These charts show how the real estate boom turned into a bust


In June 2021, I wrote a post here titled “3 Reasons Why the Real Estate Boom Isn’t a Bubble”. At the time, a persistent housing shortage drove up home prices, but the combination of low rates, healthy savings, and high income still made it quite affordable to buy a home. The Federal Reserve Bank of Atlanta agrees: According to a recent article, affordability was quite high when the article was published. But oh my, how times have changed.

The affordability index suddenly fell from those good times to its lowest value since before the financial crisis. According to the Atlanta Fed, the decline was (and is) mainly caused by higher prices and much more expensive mortgages. These factors also affect homeowners who have bought or refinanced their homes at historically low rates in recent years: they are stuck, as moving to a new home in many cases entails much higher mortgage payments. This in turn contributes to the shortage of existing owner-occupied homes.

Both existing and new home sales fell. Data from the National Association of Realtors shows existing home sales fell from a peak of 6.5 million units a year in early 2022 to about 4.1 million units, or about the same as during the worst point of the pandemic, and that they go lower. It is similar to the drop in new-build home sales, which in July 2022 reached the lowest level since March 2016.

Conditions are unlikely to change much, as mortgage rates will remain high as long as the Fed remains determined to keep rates high to fight inflation. This means sales will slow even further unless a price adjustment occurs. This has affected the construction industry, which had ramped up production in response to higher prices, but is now finding it more difficult to sell their new build homes.

Making matters worse for homebuilders is that according to data from the Atlanta Fed, there’s a lot more under construction, adding to the pipeline of new homes hitting the market.

The growing housing surplus is confirmed by other measures, such as the number of housing units in the US as a percentage of the population. That rate peaked during the construction frenzy fueled by the housing bubble of the mid-2000s, which took several years to adjust. But as prices recovered and sales boomed, new construction picked up and drove that percentage even higher.

And this brings me back to the point I made earlier: with lots of new inventory, even more coming out, and affordability at an all-time low, home prices will have to adjust or sales will continue to fall. This may not necessarily be a serious problem for existing homeowners who can wait, but a major problem for builders who, because they have capital in stock, must offer discounts to move their product. But because of higher construction costs due to the supply chain crisis, their margins have shrunk and their ability to lower prices and still make a profit may be limited.

Either way, this isn’t entirely unwelcome news for the Fed, which aims to lower prices, slow down the economy, or preferably both. A slowdown in construction activity and lower house prices would greatly contribute to achieving the intended results. The first part is unfolding, as the number of permits for new-build homes is 29% below the recent peak. Notably, permits fell between 30% and 77% from a previous peak in 7 of the last 8 recessions, suggesting that the slowdown in construction spending could get worse if the recession everyone is expecting actually materializes.

When local factors are taken into account, national trends matter less

It is important to bear in mind that there are differences between the total property numbers presented above and the reality on the ground, which are much more influenced by local conditions than national figures.

Take, for example, three Florida counties (Manatee, Sarasota, and Charlotte) just south of Tampa, on the Gulf of Mexico—where I happen to live and work.
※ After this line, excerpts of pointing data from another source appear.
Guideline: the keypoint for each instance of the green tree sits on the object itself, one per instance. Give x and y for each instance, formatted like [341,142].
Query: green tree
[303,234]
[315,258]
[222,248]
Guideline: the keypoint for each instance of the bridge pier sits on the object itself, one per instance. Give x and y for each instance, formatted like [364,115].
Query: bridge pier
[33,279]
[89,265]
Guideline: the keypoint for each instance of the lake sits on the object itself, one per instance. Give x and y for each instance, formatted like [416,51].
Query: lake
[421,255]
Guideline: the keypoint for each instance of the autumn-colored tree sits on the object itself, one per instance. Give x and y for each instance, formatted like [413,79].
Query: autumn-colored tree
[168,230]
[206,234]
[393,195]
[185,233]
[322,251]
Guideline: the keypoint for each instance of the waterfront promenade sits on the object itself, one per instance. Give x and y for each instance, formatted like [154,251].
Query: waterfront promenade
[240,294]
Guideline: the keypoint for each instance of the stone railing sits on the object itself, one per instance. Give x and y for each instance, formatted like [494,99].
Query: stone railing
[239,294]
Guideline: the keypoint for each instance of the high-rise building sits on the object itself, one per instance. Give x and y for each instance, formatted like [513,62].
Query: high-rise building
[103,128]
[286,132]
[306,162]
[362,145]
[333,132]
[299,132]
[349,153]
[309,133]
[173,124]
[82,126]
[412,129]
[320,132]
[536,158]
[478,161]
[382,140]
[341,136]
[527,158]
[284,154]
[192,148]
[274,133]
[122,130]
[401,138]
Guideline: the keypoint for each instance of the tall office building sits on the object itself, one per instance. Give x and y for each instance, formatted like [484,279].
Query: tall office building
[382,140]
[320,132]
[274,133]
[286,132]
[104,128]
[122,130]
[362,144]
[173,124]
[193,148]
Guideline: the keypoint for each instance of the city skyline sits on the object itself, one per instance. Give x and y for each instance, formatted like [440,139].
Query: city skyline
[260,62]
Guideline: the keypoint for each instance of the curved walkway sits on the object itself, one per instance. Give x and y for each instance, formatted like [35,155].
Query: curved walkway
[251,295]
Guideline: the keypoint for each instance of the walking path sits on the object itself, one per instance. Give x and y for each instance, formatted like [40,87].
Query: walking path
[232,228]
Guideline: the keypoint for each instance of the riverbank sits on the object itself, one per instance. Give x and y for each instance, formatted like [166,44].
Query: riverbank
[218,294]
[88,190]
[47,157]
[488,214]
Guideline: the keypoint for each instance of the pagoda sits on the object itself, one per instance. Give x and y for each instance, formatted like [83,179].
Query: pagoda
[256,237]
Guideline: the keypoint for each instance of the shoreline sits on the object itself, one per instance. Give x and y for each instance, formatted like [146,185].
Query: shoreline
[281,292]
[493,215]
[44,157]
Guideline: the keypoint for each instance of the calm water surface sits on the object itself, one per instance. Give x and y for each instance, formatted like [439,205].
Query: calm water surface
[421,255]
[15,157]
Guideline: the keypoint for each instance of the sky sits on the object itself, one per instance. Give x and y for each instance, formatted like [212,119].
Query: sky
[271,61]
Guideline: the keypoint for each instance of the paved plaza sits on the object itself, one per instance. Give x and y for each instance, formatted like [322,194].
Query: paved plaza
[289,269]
According to Realtor MLS data, the number of real estate listings here declined fairly steadily from about 28,000 active listings in the months leading up to the 2008 financial crisis (when monthly sales were a paltry 1,100 units per month) to a low of just 2,000 active listings in March 2022 (shortly after sales hit a red-hot volume of 4,000 units per month, depleting stock). In recent months, the number of active ads has recovered slightly and once again exceeded monthly sales, but the number of units for sale is still much lower than for most of the past 15 years.

Real estate transactions in this area are impacted by tourism, retirement, and a migration to Florida from other states that gained momentum with the trend toward remote work. In addition, the area attracts buyers of luxury homes who are less sensitive to price increases and less dependent on mortgages.

The point is that hyperlocal conditions are outpacing national numbers, so while the information I presented earlier is important for investors considering real estate investments through tools such as VNQ
(an ETF that invests in REITs) or REZ (an ETF with greater exposure to residential real estate), it may be of marginal interest to someone evaluating the sale or purchase of a specific piece of real estate. While current conditions may seem particularly unfavorable for major homebuilders with a national presence at the moment, those considering buying or selling a home somewhere will benefit more from consulting real estate agents, who usually have the best understanding of local conditions, instead of aggregated numbers.